Survival and differentiation of basic fibroblast growth factor gene modified bone marrow mesenchymal stem cells following vein transplantation in cerebral ischemia model rats validated by double immunofluorescence staining
- VernacularTitle:双重荧光标记验证静脉移植碱性成纤维细胞生长因子基因修饰骨髓间充质干细胞在脑缺血模型大鼠脑内的存活及分化
- Author:
Jie YANG
;
Fufeng ZHANG
;
Wenping GU
;
Bo XIAO
;
Beisha TANG
;
Qidong YANG
- Publication Type:Journal Article
- From:
Chinese Journal of Tissue Engineering Research
2008;12(51):10015-10019
- CountryChina
- Language:Chinese
-
Abstract:
BACKGROUND: Basic fibroblast growth factor (bFGF) can accelerate the bone marrow mesenchymai stem cells (BMSCs) proliferation and differentiation into nerve cells, which is considered as a mitogen of glial cells.OBJECTIVE: To investigate the survival and differentiation of bFGF gene modified BMSCs transplanted on rat models of cerebral ischemia by double immunofluorescence staining, and to study the differentiation trend of BMSCs into neuron-like cells and glial cells.DESIGN, TIME AND SETTING: The randomized control animal experiment was completed in the central laboratory of Experimental Animal Center of Central South University from July 2005 to March 2006.MATERIAL: Fifty Sprague-Dawley rats were divided into 4 groups at random: sham operation group (n=10), cerebral ischemia-reperfusion injury group (n=10), BMSCs group (n=i5) and bFGF modified BMSCs group (n=15).
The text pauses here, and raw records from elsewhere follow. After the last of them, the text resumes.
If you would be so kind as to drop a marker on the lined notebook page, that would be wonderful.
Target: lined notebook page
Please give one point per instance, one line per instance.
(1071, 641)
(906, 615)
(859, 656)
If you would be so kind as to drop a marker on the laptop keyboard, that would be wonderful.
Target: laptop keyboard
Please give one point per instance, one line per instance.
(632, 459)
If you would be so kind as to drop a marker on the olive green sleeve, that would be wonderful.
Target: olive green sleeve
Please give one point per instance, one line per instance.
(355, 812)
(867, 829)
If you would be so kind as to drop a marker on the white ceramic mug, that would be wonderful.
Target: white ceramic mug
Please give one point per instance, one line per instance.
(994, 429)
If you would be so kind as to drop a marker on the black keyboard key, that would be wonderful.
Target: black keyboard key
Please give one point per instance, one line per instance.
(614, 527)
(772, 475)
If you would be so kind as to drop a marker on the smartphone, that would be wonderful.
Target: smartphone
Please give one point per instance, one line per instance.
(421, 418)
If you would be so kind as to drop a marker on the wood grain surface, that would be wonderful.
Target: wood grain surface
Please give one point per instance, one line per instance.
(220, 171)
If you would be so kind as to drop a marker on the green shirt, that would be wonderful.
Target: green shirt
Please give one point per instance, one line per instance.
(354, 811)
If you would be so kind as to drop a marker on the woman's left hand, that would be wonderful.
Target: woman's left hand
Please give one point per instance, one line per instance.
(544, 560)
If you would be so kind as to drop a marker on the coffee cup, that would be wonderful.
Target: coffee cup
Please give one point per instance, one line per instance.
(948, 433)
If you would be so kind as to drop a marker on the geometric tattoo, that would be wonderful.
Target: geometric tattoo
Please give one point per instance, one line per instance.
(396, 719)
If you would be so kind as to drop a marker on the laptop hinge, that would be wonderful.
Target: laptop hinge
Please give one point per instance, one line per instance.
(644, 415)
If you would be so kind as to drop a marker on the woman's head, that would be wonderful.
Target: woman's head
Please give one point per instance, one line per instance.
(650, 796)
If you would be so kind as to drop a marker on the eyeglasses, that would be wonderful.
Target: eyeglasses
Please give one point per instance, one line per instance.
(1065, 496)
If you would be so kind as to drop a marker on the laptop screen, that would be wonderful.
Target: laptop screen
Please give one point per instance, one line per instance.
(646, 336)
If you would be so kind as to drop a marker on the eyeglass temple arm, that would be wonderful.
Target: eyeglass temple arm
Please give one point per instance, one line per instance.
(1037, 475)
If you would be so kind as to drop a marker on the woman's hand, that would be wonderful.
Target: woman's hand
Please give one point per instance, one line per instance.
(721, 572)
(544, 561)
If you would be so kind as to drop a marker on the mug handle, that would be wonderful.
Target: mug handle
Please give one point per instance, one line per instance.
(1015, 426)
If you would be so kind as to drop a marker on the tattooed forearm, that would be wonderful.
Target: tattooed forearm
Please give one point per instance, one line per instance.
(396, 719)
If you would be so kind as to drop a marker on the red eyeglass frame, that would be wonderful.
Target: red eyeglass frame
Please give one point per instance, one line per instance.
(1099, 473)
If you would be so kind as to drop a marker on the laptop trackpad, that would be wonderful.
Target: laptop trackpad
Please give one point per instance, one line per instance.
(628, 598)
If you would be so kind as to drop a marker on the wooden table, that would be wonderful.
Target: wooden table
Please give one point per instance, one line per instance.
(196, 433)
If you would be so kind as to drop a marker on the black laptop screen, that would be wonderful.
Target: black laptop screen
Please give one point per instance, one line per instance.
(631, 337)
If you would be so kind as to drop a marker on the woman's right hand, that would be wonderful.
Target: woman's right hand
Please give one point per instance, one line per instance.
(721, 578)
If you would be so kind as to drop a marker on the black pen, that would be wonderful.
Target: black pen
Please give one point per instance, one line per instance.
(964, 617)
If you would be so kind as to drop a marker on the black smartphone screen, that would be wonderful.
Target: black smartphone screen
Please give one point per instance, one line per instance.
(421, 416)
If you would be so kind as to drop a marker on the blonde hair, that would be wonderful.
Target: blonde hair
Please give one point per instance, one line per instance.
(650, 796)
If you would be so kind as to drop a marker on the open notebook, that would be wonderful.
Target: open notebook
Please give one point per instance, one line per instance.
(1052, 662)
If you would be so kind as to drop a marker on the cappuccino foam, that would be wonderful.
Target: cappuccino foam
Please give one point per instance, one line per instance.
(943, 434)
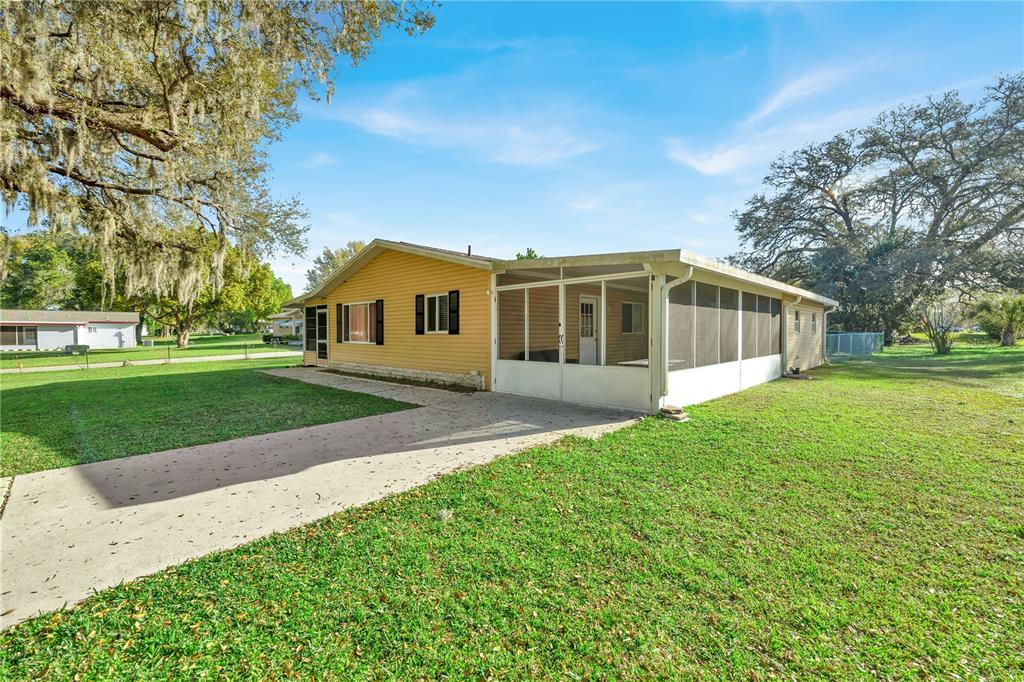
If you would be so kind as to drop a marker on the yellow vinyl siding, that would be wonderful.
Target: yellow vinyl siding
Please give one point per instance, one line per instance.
(804, 349)
(397, 278)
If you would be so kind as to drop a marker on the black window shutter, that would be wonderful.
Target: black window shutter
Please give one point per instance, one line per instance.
(380, 322)
(454, 311)
(419, 313)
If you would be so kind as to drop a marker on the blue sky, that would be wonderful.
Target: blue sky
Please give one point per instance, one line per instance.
(594, 127)
(582, 128)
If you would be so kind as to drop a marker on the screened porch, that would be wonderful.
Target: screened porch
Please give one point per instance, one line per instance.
(579, 333)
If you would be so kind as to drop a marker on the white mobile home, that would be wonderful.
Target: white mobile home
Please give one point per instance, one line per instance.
(53, 330)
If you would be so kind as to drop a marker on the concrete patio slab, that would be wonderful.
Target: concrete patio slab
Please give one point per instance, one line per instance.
(68, 533)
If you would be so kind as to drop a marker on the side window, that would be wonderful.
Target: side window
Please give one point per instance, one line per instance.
(437, 313)
(632, 317)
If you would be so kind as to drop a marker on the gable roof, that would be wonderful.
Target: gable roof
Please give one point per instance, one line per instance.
(669, 257)
(375, 248)
(67, 316)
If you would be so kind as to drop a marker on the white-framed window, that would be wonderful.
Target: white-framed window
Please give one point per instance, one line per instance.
(437, 313)
(632, 317)
(359, 323)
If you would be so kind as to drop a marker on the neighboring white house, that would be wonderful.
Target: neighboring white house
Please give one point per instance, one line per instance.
(288, 323)
(52, 330)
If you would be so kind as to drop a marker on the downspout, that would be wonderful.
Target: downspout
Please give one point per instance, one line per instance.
(665, 326)
(824, 330)
(785, 321)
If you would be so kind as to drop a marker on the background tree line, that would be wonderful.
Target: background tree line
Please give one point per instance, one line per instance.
(924, 204)
(46, 269)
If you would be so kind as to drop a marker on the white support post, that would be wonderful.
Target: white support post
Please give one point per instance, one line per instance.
(603, 321)
(493, 296)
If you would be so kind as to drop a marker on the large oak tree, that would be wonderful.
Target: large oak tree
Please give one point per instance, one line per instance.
(929, 197)
(120, 118)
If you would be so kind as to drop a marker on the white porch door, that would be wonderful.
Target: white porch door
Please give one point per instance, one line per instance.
(588, 330)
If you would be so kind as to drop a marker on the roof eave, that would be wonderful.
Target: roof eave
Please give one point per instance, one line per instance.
(717, 266)
(370, 251)
(624, 258)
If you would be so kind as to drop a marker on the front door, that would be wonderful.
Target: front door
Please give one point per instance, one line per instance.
(588, 330)
(321, 336)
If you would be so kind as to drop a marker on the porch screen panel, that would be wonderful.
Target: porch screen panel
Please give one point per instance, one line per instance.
(728, 325)
(681, 327)
(511, 324)
(627, 345)
(707, 325)
(764, 326)
(776, 327)
(311, 328)
(542, 321)
(749, 318)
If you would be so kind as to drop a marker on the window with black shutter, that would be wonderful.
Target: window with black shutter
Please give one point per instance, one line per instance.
(380, 322)
(454, 311)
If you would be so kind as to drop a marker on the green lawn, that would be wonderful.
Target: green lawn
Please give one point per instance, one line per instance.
(56, 419)
(868, 523)
(200, 346)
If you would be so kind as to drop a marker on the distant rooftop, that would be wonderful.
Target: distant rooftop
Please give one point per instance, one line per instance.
(66, 316)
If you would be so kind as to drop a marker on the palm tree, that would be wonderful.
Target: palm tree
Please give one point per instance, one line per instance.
(1007, 313)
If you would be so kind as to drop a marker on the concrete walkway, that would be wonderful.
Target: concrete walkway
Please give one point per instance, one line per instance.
(67, 533)
(173, 360)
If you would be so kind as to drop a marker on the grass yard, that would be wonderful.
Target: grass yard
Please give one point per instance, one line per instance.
(57, 419)
(868, 523)
(199, 347)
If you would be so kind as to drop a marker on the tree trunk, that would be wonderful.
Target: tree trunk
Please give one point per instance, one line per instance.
(183, 329)
(1009, 336)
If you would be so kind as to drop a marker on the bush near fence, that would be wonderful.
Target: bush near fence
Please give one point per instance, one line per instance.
(849, 344)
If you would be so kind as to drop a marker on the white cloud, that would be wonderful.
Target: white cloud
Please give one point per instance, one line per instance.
(719, 161)
(320, 159)
(800, 88)
(752, 148)
(587, 204)
(736, 54)
(526, 140)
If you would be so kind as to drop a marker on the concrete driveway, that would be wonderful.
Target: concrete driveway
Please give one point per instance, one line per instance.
(68, 533)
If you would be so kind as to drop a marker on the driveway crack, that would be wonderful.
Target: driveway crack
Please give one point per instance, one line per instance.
(6, 495)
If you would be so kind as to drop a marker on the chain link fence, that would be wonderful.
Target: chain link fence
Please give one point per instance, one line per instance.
(840, 345)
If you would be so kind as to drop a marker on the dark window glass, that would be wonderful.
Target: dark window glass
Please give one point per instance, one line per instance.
(728, 343)
(707, 324)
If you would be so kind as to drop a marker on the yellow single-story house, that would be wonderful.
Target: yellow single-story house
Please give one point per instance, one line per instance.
(638, 330)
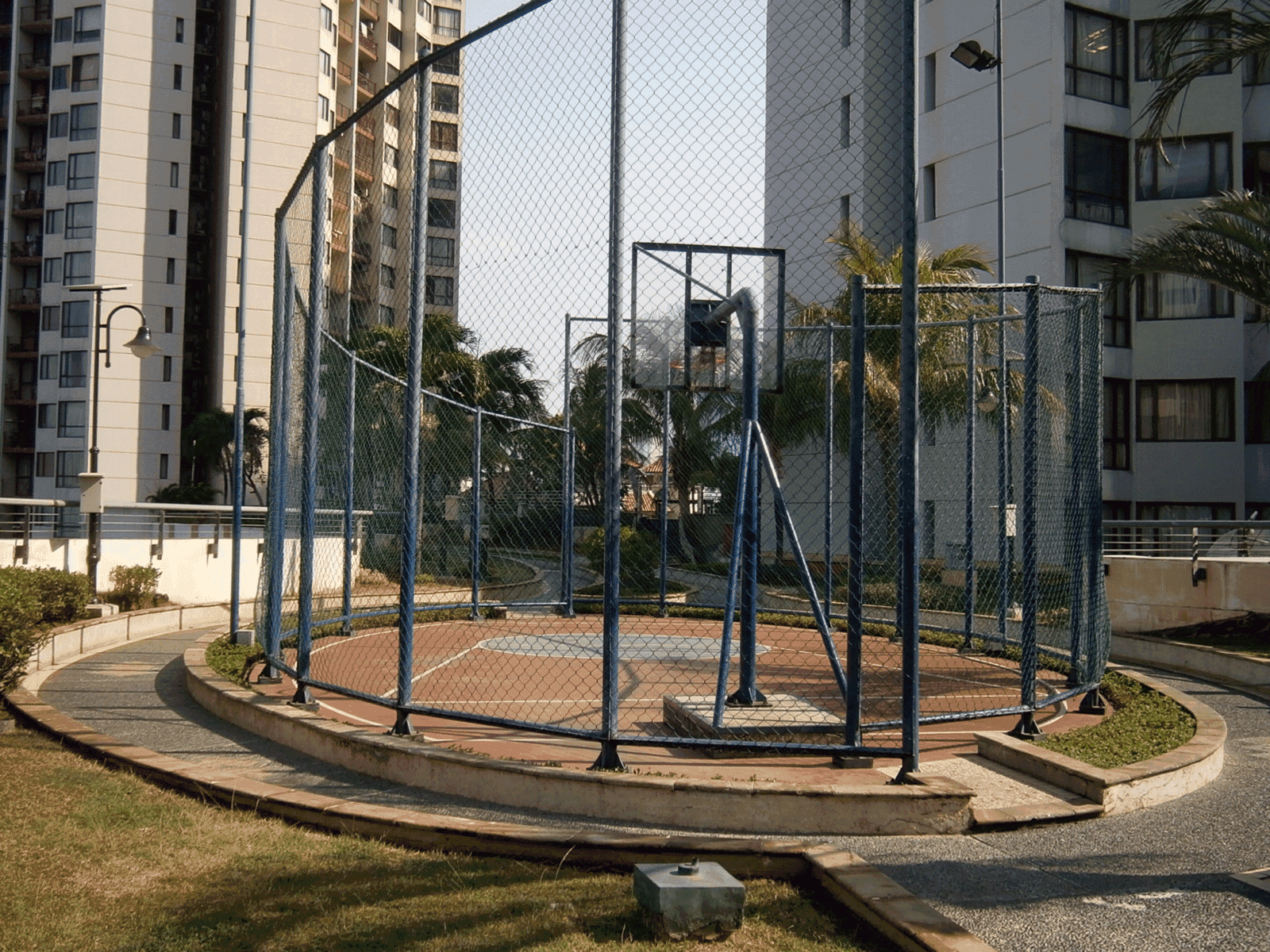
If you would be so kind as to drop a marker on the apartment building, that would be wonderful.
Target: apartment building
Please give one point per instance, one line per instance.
(122, 127)
(1187, 365)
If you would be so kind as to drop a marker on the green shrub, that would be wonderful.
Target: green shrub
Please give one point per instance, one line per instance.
(133, 587)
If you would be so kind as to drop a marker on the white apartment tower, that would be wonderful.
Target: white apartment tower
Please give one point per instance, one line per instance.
(122, 129)
(1187, 365)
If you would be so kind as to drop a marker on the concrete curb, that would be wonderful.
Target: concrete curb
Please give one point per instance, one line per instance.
(1124, 789)
(860, 890)
(930, 805)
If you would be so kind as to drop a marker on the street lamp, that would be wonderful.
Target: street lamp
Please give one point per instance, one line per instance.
(90, 484)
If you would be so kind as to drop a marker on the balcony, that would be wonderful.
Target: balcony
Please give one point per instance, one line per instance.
(37, 18)
(29, 251)
(29, 202)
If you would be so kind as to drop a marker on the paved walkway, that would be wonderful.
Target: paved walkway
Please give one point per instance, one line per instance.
(1153, 880)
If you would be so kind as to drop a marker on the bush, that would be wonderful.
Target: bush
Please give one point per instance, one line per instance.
(133, 587)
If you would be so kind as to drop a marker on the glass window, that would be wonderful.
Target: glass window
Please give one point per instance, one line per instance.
(79, 220)
(1193, 410)
(1096, 177)
(1098, 56)
(76, 317)
(87, 73)
(73, 370)
(1191, 168)
(442, 175)
(88, 23)
(1172, 298)
(1145, 40)
(71, 416)
(83, 122)
(1115, 423)
(448, 22)
(79, 268)
(438, 291)
(444, 97)
(441, 251)
(1086, 271)
(442, 213)
(444, 135)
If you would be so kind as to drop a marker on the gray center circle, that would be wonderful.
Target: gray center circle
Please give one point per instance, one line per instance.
(632, 647)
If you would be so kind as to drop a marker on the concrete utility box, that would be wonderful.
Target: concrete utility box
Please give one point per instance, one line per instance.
(690, 900)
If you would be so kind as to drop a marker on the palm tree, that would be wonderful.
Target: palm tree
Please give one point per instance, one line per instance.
(1225, 241)
(1181, 56)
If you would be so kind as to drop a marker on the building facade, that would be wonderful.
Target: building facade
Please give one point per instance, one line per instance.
(124, 125)
(1187, 365)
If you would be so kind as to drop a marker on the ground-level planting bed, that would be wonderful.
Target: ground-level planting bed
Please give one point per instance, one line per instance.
(99, 860)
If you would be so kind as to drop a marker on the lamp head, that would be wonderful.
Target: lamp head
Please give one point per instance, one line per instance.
(143, 346)
(975, 56)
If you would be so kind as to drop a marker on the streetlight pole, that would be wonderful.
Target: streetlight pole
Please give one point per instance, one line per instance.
(90, 488)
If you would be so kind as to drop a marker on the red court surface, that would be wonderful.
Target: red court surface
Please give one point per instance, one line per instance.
(548, 670)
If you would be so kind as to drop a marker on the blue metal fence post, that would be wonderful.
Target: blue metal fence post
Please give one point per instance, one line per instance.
(410, 419)
(311, 409)
(856, 517)
(1026, 727)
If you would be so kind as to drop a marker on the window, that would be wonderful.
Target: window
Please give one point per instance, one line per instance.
(1115, 423)
(71, 416)
(73, 368)
(438, 291)
(929, 211)
(1098, 56)
(88, 23)
(1086, 271)
(1185, 410)
(442, 213)
(79, 220)
(448, 22)
(442, 175)
(1194, 168)
(70, 465)
(83, 122)
(76, 317)
(444, 135)
(1096, 177)
(441, 251)
(78, 268)
(80, 169)
(1170, 298)
(87, 74)
(1145, 37)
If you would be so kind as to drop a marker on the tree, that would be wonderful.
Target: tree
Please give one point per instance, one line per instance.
(1226, 241)
(1187, 46)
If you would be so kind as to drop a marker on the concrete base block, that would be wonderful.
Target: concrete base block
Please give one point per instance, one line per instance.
(690, 900)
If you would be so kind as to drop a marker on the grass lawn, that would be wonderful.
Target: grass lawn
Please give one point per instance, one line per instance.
(95, 860)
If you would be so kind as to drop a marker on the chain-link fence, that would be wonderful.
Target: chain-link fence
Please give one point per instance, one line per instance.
(673, 200)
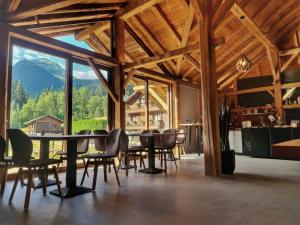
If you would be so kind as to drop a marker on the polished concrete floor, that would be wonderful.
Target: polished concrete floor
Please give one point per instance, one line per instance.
(261, 192)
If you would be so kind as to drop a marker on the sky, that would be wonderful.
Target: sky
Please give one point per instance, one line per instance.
(80, 71)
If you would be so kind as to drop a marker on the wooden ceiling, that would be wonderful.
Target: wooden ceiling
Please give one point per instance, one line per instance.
(168, 29)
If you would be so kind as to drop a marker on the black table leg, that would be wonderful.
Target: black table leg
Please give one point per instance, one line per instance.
(71, 188)
(44, 154)
(151, 158)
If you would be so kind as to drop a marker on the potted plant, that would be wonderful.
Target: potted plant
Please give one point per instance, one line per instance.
(227, 154)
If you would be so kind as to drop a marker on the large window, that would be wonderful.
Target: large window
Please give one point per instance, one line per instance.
(147, 105)
(89, 108)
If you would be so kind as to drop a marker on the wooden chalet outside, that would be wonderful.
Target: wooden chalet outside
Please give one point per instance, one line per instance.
(194, 43)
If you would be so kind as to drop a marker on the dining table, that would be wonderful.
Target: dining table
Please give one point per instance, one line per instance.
(71, 189)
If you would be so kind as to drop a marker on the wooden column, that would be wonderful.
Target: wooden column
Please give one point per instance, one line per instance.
(118, 51)
(274, 60)
(146, 91)
(211, 136)
(4, 58)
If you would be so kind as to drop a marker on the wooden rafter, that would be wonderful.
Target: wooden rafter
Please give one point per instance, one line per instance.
(251, 26)
(103, 81)
(135, 7)
(222, 11)
(162, 58)
(185, 35)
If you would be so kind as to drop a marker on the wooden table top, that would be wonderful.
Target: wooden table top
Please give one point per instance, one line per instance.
(292, 143)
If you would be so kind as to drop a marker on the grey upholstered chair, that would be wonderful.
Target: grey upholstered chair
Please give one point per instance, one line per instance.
(168, 141)
(21, 157)
(116, 140)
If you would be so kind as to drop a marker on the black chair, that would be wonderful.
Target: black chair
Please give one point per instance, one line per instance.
(82, 147)
(134, 152)
(5, 163)
(21, 157)
(180, 141)
(116, 140)
(100, 143)
(168, 144)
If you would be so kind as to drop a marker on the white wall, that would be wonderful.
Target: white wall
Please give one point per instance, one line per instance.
(189, 104)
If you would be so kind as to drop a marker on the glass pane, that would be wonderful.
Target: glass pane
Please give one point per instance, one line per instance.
(37, 94)
(135, 105)
(89, 100)
(158, 106)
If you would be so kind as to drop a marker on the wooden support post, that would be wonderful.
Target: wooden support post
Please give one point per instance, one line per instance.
(211, 136)
(146, 91)
(4, 58)
(274, 59)
(118, 40)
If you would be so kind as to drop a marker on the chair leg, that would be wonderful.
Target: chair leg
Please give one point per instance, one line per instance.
(44, 177)
(3, 180)
(127, 159)
(165, 160)
(85, 171)
(19, 174)
(105, 170)
(95, 176)
(28, 189)
(116, 172)
(174, 159)
(57, 182)
(84, 163)
(120, 162)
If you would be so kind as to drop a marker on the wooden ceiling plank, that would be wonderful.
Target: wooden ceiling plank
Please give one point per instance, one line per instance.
(252, 27)
(222, 12)
(185, 35)
(166, 23)
(162, 58)
(12, 5)
(135, 7)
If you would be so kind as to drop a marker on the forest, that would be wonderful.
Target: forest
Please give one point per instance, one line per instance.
(89, 106)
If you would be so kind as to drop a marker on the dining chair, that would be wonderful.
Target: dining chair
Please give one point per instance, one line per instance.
(168, 144)
(116, 140)
(133, 152)
(5, 163)
(22, 148)
(82, 147)
(180, 141)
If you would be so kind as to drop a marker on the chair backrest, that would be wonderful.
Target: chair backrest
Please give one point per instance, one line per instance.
(2, 148)
(100, 143)
(169, 141)
(83, 144)
(21, 147)
(180, 137)
(157, 139)
(144, 140)
(117, 140)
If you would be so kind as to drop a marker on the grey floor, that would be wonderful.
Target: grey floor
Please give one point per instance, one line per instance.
(261, 192)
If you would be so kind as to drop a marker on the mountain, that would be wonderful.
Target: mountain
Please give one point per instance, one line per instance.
(42, 74)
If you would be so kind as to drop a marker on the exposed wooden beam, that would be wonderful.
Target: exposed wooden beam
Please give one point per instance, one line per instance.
(222, 11)
(165, 21)
(103, 80)
(251, 26)
(12, 5)
(274, 59)
(98, 27)
(141, 43)
(79, 8)
(289, 51)
(251, 90)
(162, 58)
(57, 45)
(43, 19)
(185, 35)
(135, 7)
METHODS: Except sham operation group, rats in the other three groups were prepared for local cerebral ischemia-reperfusion models. Then BMSCs or bFGF modified BMSCs were intravenously transplanted into cerebral ischemic rats, and the same volume of DMEM were injected in the cerebral ischemia-reperfusion injury group. MAIN OUTCOME MEASURES: Survival rate and differentiation of grafted cells were observed by 5-bromo-2-deoxyuridine (BrdU)-NeuN, and BrdU-glial fibrillary acidic protein (GFAP) double immunofluorescence staining; the neurological scores and infarction volumes in each group. RESULTS: At 7 days after implantation, the number of BrdU/NeuN-positive cells and BrdU-GFAP-positive cells in the bFGF modified BMSCs group was higher than those on the BMSCs group (P < 0.05), but there were no significant differences in the co-expression cells by double immunofluorescence staining between the two groups (P > 0.05). At 7 days following reperfusion, neural function of cerebral ischemia rats were improved and infarction volume was reduced in both BMSCs group and the bFGF modified BMSCs group, and bFGF modified BMSCs group was superior to BMSCs group. CONCLUSION: BMSCs modified by bFGF can survive in cerebral ischemic region and differentiate into neuron and glial cells, which are more proper for repairing nerves.